Feature Article »
By Trina Harlow, Assistant Professor of Art, Art Education »
UCA Art Education on the National Stage
In January of 2021, I was elected to serve on the National Art Education Association’s National Board of Directors as the Higher Ed Division Director-Elect. I attended my first national board meeting on Sunday, February 28 of 2021 and will serve two years as the director-elect and then two more years as director. I’ve been highly involved in NAEA and my state chapters for many years in many ways. I am really thankful and honored to have the opportunity to serve art education by being involved with strategic planning for the organization as a whole, the four geographic regions, and the various divisions – including museum, supervision and administration, preservice, higher education, and the elementary, middle, and high school divisions. The Board of Directors serves as the governing authority to advance the Association’s mission, determine its goals and priorities, provide strategic direction, and fiduciary oversight.
Additionally, it came as quite a surprise to me to win two 2021 NAEA national awards and one regional award. It was a humbling and amazing honor to be awarded the NAEA Gilbert A. Clark and Enid Zimmerman Leadership Advocacy Award by my NAEA peers. The Clark and Zimmerman Leadership Advocacy Award honors art educators who donate their time, effort, and expertise to advancing art education in all sectors and who are outspoken leaders and advocates for art education in schools, museums, community centers, or other settings where art education is researched and practiced. The award is given to an NAEA member who has held leadership roles in NAEA and been an active advocate for art education programs not only locally, but regionally, nationally, and/or internationally. As the award recipient, I delivered a 45-minute lecture at the 2021 [Virtual] National Art Education Association Convention on March 6th.
Along with my colleague, Bob Reeker from Nebraska, I was also awarded the NAEA Art Education Technology Group’s Outstanding Community Service Award. We were given this award for the Online Art Teaches (K-12) Facebook Group that I founded on March 11th of 2020 to assist art teachers with pandemic teaching. Bob is a national leader in art education and joined the effort as a team leader on March 11th, and for many months has served as the co-director with me. The group now has over 19,300 members from 120 countries and the group’s efforts have been recognized as a driving force in the success of pandemic teaching of art. The group is a service project by art teachers for art teachers in uncertain times and we are doing social media differently. We also now have a website, a Google Folder of resources, have hosted two virtual conferences, produced newsletters, and have provided many advocacy tools for struggling art teachers and programs. The group became quite a phenomenon in art education during pandemic teaching.Finally, it was an honor to be recognized as the NAEA Western Region Higher Education Educator of the Year and to be nominated by three colleagues from Nebraska, Ohio, and Indiana. For the last six years, I have been the art education coordinator and instructor of art education at Kansas State University. I continue the many scholarly, service, and instructional initiatives that I started while at KSU here at UCA, and that includes continued growth and efforts in NAEA’s targeted areas of strategic vision – advocacy, learning, community, research, professional vibrancy, and equity, diversity, and inclusion.

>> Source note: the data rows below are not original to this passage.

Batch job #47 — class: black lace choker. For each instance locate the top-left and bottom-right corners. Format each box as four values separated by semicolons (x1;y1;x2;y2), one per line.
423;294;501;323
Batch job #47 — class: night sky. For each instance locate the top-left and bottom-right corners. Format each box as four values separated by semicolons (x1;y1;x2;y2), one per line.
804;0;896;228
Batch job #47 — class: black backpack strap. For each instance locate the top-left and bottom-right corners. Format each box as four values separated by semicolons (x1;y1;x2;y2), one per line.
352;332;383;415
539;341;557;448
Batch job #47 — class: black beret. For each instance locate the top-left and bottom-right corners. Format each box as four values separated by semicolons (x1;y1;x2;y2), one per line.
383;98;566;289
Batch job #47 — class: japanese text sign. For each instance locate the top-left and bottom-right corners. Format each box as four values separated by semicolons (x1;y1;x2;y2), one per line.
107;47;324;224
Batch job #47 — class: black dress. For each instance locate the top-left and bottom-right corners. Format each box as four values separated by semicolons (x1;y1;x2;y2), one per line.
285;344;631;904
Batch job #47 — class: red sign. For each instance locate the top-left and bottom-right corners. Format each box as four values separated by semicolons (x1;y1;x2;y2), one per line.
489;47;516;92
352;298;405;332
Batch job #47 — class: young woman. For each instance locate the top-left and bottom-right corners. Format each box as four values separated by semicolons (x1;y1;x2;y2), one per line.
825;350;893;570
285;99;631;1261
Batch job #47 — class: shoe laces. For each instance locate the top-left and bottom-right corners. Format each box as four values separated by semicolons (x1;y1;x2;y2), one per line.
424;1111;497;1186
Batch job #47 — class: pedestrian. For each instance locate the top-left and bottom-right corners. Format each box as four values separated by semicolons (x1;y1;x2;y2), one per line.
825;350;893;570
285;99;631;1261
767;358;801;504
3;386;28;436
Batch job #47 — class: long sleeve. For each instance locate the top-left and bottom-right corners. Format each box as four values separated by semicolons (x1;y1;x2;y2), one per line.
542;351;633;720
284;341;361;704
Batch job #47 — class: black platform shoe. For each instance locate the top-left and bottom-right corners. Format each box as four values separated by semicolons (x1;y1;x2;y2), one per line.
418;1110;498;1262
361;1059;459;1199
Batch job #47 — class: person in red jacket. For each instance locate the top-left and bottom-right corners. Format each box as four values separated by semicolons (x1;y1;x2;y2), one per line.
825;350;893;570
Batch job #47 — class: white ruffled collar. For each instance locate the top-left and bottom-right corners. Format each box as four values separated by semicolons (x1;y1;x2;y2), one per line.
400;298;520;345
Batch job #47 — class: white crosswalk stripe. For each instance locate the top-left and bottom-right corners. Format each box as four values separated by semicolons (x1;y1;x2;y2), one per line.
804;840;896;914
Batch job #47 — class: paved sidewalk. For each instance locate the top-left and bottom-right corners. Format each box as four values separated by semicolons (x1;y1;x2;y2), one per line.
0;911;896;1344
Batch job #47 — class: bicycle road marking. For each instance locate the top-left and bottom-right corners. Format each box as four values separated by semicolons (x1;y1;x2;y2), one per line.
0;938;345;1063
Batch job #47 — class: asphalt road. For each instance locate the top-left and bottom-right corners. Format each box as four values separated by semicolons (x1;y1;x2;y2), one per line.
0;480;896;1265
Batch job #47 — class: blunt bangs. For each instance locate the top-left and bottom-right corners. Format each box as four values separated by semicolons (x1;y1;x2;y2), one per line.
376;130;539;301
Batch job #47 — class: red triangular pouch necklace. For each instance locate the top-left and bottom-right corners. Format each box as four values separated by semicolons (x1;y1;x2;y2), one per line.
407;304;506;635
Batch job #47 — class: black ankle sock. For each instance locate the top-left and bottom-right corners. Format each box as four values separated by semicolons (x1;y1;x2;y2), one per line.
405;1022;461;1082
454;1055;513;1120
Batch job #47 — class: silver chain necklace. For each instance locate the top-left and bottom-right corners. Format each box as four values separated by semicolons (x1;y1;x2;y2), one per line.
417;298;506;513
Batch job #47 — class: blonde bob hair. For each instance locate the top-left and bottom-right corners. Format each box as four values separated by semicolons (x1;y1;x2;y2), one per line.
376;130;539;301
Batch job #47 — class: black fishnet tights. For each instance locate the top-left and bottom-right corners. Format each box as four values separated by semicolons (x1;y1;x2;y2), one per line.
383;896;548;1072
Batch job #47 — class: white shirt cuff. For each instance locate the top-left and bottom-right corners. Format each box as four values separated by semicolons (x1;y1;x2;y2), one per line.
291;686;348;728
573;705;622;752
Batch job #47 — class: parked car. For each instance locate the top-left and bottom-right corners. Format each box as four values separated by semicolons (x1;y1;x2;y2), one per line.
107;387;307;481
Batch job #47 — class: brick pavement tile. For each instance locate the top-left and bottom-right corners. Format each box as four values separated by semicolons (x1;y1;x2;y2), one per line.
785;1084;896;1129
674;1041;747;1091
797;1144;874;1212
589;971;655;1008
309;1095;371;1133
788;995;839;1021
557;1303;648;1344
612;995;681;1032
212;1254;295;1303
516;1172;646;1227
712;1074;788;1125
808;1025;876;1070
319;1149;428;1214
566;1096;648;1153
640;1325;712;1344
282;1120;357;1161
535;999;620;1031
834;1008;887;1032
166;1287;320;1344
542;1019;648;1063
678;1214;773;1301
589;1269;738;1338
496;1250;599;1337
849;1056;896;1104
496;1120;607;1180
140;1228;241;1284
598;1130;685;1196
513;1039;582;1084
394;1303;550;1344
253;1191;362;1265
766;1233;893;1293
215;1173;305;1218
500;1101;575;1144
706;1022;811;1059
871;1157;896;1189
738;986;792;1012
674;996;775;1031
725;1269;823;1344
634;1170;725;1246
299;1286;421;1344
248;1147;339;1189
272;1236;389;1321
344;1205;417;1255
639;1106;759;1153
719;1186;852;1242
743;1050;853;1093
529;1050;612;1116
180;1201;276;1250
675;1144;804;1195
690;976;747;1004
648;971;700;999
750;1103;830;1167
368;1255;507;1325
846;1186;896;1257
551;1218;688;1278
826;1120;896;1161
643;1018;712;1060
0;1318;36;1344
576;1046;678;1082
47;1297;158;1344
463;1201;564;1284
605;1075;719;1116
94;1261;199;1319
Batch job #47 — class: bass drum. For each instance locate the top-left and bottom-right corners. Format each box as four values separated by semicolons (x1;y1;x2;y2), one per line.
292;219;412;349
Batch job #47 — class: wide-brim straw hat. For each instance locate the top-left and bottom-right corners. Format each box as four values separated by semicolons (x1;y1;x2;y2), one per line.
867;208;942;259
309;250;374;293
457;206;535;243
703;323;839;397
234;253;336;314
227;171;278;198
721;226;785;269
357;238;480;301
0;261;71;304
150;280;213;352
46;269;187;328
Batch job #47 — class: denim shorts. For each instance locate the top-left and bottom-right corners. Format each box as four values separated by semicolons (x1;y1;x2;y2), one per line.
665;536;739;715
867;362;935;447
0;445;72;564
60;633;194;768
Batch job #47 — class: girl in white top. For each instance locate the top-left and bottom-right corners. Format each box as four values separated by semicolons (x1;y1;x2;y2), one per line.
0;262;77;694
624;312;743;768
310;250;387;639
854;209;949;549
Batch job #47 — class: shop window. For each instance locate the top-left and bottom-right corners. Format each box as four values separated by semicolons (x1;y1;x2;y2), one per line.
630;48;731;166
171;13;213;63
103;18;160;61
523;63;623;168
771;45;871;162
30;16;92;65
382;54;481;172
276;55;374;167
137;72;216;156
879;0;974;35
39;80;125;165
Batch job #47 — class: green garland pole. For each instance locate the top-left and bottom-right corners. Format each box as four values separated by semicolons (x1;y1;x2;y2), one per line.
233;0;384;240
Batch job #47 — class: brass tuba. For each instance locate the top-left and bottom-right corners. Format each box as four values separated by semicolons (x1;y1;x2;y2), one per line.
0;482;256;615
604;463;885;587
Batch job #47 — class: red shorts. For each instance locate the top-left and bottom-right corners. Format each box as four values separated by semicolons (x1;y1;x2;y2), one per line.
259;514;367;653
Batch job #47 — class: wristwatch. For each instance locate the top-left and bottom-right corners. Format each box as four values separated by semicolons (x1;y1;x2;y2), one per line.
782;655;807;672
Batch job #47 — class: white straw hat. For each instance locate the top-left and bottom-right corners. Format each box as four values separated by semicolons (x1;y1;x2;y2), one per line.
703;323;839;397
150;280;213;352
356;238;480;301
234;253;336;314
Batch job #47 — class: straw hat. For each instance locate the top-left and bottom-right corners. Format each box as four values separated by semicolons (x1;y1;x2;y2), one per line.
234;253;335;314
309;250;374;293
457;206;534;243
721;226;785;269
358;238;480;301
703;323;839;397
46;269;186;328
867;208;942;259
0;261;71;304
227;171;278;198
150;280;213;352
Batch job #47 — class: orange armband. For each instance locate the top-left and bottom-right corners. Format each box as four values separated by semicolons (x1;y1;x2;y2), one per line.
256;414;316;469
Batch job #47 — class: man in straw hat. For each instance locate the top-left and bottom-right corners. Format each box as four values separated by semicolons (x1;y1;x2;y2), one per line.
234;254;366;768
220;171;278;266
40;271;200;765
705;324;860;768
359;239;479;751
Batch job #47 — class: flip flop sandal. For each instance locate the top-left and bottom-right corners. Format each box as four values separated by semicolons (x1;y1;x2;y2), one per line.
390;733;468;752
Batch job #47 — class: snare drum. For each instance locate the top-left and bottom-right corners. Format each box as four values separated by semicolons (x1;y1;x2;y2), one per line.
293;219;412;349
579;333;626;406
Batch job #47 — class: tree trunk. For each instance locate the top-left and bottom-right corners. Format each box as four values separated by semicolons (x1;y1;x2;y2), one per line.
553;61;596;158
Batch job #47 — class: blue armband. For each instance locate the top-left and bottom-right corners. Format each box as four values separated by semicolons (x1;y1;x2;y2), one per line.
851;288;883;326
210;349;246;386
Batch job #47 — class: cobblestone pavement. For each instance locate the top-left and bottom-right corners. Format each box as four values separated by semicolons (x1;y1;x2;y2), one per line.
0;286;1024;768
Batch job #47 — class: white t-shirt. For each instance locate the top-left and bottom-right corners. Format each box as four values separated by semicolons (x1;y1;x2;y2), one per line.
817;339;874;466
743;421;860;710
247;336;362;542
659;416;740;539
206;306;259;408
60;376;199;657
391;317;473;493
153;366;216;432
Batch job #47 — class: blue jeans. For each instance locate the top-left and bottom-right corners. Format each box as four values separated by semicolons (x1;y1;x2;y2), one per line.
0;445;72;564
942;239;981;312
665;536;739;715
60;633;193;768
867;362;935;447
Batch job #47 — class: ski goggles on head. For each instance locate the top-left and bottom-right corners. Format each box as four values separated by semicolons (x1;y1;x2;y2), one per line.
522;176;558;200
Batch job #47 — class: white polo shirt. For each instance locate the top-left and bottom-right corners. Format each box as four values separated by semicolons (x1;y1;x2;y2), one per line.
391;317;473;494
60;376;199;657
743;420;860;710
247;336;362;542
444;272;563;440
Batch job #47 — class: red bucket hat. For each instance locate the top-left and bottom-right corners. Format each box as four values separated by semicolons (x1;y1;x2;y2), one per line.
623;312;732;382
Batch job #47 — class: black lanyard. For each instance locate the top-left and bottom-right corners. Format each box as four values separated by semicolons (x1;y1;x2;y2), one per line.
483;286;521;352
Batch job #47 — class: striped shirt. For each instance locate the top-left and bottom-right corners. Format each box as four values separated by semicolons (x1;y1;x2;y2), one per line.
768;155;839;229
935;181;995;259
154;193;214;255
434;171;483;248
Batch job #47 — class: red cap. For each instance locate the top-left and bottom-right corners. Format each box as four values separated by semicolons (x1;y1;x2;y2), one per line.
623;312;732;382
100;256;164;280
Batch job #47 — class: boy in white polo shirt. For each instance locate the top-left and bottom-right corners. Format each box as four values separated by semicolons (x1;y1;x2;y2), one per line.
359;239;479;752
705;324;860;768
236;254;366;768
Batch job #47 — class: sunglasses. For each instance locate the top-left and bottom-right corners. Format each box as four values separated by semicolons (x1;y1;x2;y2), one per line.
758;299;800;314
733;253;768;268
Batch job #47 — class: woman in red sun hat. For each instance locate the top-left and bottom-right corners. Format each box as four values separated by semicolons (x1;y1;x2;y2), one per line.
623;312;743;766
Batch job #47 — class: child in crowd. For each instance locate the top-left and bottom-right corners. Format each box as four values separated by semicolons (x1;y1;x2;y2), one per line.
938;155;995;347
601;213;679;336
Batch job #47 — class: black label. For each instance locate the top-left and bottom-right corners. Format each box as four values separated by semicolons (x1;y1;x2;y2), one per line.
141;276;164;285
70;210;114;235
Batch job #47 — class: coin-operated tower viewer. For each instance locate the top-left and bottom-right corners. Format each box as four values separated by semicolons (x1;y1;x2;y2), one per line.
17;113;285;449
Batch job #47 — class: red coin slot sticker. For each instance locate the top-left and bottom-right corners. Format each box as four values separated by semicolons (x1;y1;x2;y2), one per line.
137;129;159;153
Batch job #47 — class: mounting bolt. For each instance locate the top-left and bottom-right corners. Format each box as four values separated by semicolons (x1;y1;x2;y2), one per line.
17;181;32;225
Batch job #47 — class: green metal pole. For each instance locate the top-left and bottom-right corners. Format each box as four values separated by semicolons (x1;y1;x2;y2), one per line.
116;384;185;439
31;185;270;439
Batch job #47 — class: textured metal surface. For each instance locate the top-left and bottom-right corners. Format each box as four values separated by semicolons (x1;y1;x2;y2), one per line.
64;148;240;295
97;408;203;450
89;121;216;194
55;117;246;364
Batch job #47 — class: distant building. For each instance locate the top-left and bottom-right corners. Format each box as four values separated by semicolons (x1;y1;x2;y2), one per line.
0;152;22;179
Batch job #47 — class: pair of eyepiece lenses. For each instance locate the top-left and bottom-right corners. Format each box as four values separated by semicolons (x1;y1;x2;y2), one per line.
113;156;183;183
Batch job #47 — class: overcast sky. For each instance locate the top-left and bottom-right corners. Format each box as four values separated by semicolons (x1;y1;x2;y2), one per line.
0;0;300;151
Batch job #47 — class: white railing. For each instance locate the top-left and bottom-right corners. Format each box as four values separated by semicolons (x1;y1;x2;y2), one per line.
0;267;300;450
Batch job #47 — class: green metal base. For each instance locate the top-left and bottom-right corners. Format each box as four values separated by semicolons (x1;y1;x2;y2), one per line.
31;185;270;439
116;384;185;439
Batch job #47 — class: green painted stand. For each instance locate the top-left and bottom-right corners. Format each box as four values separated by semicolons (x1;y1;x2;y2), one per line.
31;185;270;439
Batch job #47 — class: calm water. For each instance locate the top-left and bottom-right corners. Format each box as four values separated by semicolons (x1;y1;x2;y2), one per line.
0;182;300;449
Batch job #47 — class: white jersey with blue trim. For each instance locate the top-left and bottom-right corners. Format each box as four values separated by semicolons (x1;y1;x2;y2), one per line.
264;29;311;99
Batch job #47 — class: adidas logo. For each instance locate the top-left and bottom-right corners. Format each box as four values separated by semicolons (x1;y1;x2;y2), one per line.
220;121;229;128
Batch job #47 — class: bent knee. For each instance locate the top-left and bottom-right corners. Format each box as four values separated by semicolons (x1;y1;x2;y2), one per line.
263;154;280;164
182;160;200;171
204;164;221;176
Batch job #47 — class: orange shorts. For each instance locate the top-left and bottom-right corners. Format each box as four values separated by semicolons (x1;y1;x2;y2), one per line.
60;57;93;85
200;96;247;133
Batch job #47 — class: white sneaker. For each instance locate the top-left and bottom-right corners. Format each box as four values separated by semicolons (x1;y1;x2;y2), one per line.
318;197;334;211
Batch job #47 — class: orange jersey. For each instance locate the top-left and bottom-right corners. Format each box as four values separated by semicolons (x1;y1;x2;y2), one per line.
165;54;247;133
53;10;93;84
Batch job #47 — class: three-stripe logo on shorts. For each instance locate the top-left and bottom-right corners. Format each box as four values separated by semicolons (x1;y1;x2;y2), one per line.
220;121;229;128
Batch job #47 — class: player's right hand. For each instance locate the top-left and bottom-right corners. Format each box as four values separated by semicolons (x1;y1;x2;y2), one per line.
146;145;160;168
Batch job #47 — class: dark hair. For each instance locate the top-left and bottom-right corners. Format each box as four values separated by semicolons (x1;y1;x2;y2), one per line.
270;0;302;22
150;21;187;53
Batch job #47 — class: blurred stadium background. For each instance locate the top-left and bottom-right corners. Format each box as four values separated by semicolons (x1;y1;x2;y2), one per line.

While I have been building my career in art education for close to three decades, it filled me with great pride to be introduced as being from the University of Central Arkansas and Conway, Arkansas in four virtual award ceremonies, and representing UCA at my first national board meeting. I recently read something that gave me pause. Many decades ago, people imagined varying futures, and someone may have imagined the future that we are currently living, just as we imagine futures that someone else may someday live. During the last one hundred years, caretakers of the outstanding UCA art program built this reputable and viable institution where I am now honored to serve on the faculty. I hope my service at UCA will continue to build the program for those who come after me.